Maremma

Maremma

[muh-rem-uh]
Maremma, coastal area in Tuscany, central Italy, along the Tyrrhenian Sea and extending E to the Apennines. A flourishing region in Etruscan and early Roman times, it became marshy and was largely abandoned in the Middle Ages because of malaria. Reclamation was begun (19th cent.) by the grand dukes of Tuscany and was continued in the 20th cent. by the Italian government. There are now wide fertile areas, rich borax mines, and good hunting grounds; cattle and a noted breed of horses are raised.

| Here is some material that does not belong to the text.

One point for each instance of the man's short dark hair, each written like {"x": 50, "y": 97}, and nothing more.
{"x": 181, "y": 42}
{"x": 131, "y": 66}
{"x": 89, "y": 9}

Cities include Piombino (a port) and Grosetto (an inland agricultural center).

The Maremma is an area in Italy, consisting of part of southern Tuscany (partly coincident with the province of Grosseto) and part of northern Lazio (in the province of Viterbo on the border of the region).

The poet Dante Alighieri in his Divina Commedia places the Maremma between Cecina and Corneto, the former name of Tarquinia.

Non han sì aspri sterpi nè sì folti
quelle fiere selvagge che 'n odio hanno
tra Cecina e Corneto i luoghi colti.

It was traditionally populated by the Butteri, cattle-breeders who until recently used horses with a distinctive style of saddle. Once unhealthy because of its many marshes, the Maremma was drained during the fascist regime and re-populated with people coming from other Italian regions, notably from Veneto.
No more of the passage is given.